La historia de su ceguera y posterior mudez se esparció por los pueblos de la sierra como un reguero de pólvora. Algunos decían que fue un castigo divino, otros que los muertos lo habían marcado para que no revelara sus secretos. Pero en el corazón del periodista, aún palpitaba una necesidad feroz: contar la verdad.

Solo un viejo se atrevió a decir:

—El problema con los muertos… es que a veces no les gusta que los miren sin haber pagado sus deudas. 

Pasaron los años. Nunca recuperó la voz. Pero aprendió a escribir con los dedos, lento, como si cada palabra le costara parte del alma. En una pequeña libreta, con tinta temblorosa, comenzó a plasmar lo que recordaba: los rostros, la música lejana, el frío imposible de explicar. Dibujaba símbolos, escribía nombres que no sabía cómo conocía, fechas antiguas que nunca había investigado.

Fue entonces cuando descubrió algo que lo estremeció.

Muchos de los nombres que escribía coincidían con personas registradas como desaparecidas en el pueblo desde hace décadas… incluso siglos. Como si la procesión fuera un desfile eterno de almas extraviadas, condenadas a vagar mientras sus historias quedaran sin justicia.

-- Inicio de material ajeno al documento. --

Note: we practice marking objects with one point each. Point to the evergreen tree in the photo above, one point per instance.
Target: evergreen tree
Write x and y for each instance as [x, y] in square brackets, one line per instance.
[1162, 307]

El periodista, ya viejo y encorvado, guarda sus escritos en una caja de madera tallada. Sabe que no podrá publicarlos, pero espera que algún día alguien los encuentre. Alguien que también haya visto lo invisible. Alguien dispuesto a terminar lo que él no pudo.

Porque esa madrugada de Viernes Santo, cada año, alguien más se une a la procesión.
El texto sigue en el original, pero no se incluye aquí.